The number of nodes random walks are performed on can be adjusted as needed as well as the nodes on which they are performed on (e.g. the highest degree nodes of each network could be selected).


In [32]:
import random

nodess = random.sample(nodes, int(len(nodes)/10))

In [33]:
performed_walks = volta.get_walk_distances.helper_walks(networks_graphs, nodess, labels, steps=5, number_of_walks=1, degree=True, probabilistic=False, weight ="weight")

walks for node  0 outof 97
running walks 6 for node 9587
running walks 44 for node 9587
running walks 11 for node 9805
running walks 26 for node 9805
running walks 12 for node 6446
running walks 20 for node 6446
running walks 12 for node 166647
running walks 8 for node 166647
running walks 7 for node 11065
running walks 26 for node 11065
running walks 25 for node 10617
running walks 92 for node 10617
running walks 10 for node 8835
running walks 86 for node 8835
running walks 23 for node 5607
running walks 29 for node 5607
running walks 9 for node 8870
running walks 57 for node 8870
running walks 6 for node 10810
running walks 20 for node 10810
running walks 10 for node 5468
running walks 15 for node 5468
running walks 61 for node 10559
running walks 18 for node 10559
running walks 8 for node 64781
running walks 69 for node 64781
running walks 15 for node 2184
running walks 11 for node 2184
running walks 34 for node 10589
running walks 56 for node 10589
running walks 7 for node 6793
run

Now we are estimating for each starting node how often surrounding nodes/ edges have been visit with respect to all the visited nodes/ edges. Depending on your network sizes and selected nodes this can be quite memory intensive.

In [34]:
node_counts, edge_counts, nodes_frc, edges_frc = volta.get_walk_distances.helper_get_counts(labels, networks_graphs, performed_walks)

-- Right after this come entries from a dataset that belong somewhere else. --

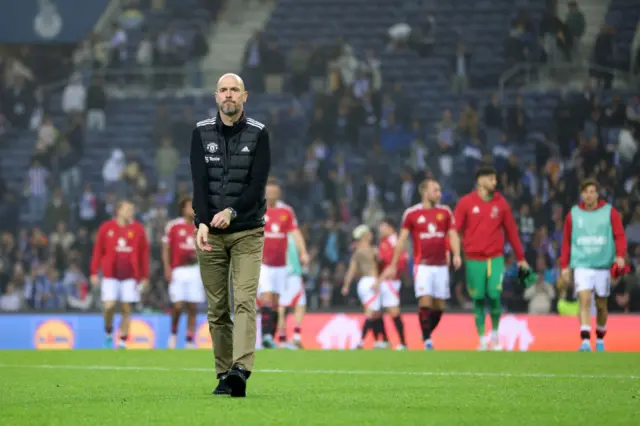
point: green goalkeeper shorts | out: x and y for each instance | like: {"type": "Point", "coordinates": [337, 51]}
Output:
{"type": "Point", "coordinates": [484, 278]}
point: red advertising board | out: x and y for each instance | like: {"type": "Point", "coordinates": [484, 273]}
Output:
{"type": "Point", "coordinates": [458, 332]}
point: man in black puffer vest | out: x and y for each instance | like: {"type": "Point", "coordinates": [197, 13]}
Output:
{"type": "Point", "coordinates": [230, 162]}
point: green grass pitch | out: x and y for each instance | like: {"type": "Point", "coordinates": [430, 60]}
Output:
{"type": "Point", "coordinates": [321, 388]}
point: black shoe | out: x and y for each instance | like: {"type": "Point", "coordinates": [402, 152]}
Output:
{"type": "Point", "coordinates": [237, 381]}
{"type": "Point", "coordinates": [222, 388]}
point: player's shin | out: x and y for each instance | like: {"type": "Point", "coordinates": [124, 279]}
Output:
{"type": "Point", "coordinates": [495, 306]}
{"type": "Point", "coordinates": [602, 312]}
{"type": "Point", "coordinates": [176, 311]}
{"type": "Point", "coordinates": [124, 324]}
{"type": "Point", "coordinates": [478, 313]}
{"type": "Point", "coordinates": [584, 298]}
{"type": "Point", "coordinates": [109, 310]}
{"type": "Point", "coordinates": [192, 311]}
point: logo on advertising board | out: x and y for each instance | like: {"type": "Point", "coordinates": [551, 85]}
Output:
{"type": "Point", "coordinates": [341, 332]}
{"type": "Point", "coordinates": [141, 335]}
{"type": "Point", "coordinates": [203, 337]}
{"type": "Point", "coordinates": [53, 334]}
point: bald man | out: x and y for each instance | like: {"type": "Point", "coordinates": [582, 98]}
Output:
{"type": "Point", "coordinates": [230, 162]}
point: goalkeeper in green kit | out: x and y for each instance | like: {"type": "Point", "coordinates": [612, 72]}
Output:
{"type": "Point", "coordinates": [483, 218]}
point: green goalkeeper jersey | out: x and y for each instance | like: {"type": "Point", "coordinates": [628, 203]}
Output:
{"type": "Point", "coordinates": [293, 259]}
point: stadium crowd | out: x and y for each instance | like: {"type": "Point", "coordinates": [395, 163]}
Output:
{"type": "Point", "coordinates": [362, 123]}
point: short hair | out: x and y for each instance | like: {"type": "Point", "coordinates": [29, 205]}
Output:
{"type": "Point", "coordinates": [389, 221]}
{"type": "Point", "coordinates": [589, 182]}
{"type": "Point", "coordinates": [183, 202]}
{"type": "Point", "coordinates": [485, 170]}
{"type": "Point", "coordinates": [425, 183]}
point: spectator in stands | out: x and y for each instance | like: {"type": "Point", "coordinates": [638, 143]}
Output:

Now we want to estimate network similarities based on the visited nodes. For each network pair, kendall rank correlation is calculated (of the top 20 nodes; adjust this value as needed) for the same starting node. The mean correlation value of all same node pairs for a network pair is estimated as well as the individual values are calculated and returned.

In [35]:
combined_res = volta.get_walk_distances.helper_walk_sim(networks_graphs, performed_walks, nodess, labels, top=20, undirected=False, return_all = True, nodes_ranked=nodes_frc, edges_ranked=edges_frc)

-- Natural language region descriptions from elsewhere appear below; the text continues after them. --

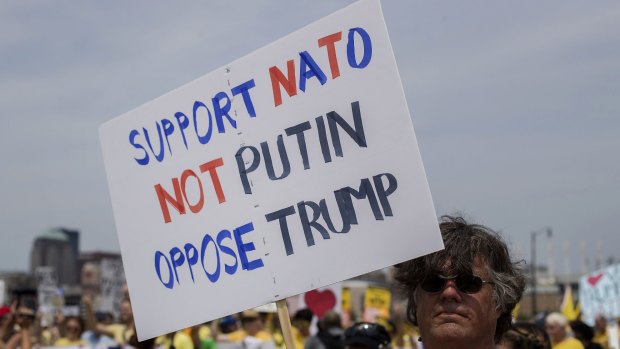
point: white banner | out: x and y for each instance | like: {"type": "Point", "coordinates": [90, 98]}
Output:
{"type": "Point", "coordinates": [290, 169]}
{"type": "Point", "coordinates": [112, 282]}
{"type": "Point", "coordinates": [599, 294]}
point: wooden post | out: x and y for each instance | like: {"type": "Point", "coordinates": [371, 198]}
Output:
{"type": "Point", "coordinates": [285, 324]}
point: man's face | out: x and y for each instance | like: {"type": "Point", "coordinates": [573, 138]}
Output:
{"type": "Point", "coordinates": [454, 316]}
{"type": "Point", "coordinates": [556, 332]}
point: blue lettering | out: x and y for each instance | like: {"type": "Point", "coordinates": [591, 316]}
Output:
{"type": "Point", "coordinates": [247, 100]}
{"type": "Point", "coordinates": [221, 111]}
{"type": "Point", "coordinates": [351, 48]}
{"type": "Point", "coordinates": [158, 256]}
{"type": "Point", "coordinates": [213, 277]}
{"type": "Point", "coordinates": [132, 140]}
{"type": "Point", "coordinates": [192, 258]}
{"type": "Point", "coordinates": [225, 234]}
{"type": "Point", "coordinates": [243, 248]}
{"type": "Point", "coordinates": [183, 122]}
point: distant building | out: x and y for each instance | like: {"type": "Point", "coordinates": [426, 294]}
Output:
{"type": "Point", "coordinates": [58, 248]}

The results are converted into a dataframe for inspection and the top and bottom 20 nodes are displayed.

In [40]:

df = pd.DataFrame(list(zip(nodess, combined_res["intermediate correaltion scores nodes"][(labels[0], labels[1])])), 
               columns =['Entrez ID', 'Correlation']) 

#dataframe is sorted after correlation

df = df.sort_values(by =["Correlation"], axis=0, ascending=False)

In [41]:
df.head(20)

Unnamed: 0,Entrez ID,Correlation
34,207,0.4
80,55893,0.4
87,79090,0.336842
76,29940,0.315789
57,1515,0.305263
48,8727,0.294737
74,3978,0.273684
29,55152,0.273684
4,11065,0.263158
73,4616,0.263158


In [42]:
df.tail(20)

Unnamed: 0,Entrez ID,Correlation
96,3280,-0.094737
43,51805,-0.094737
44,2810,-0.094737
45,8914,-0.105263
1,9805,-0.115789
16,2073,-0.147368
69,23483,-0.157895
60,7126,-0.168421
84,6697,-0.168421
79,9246,-0.189474


Additionally the networks can be compared by means of their community structure as shown in the community notebook file.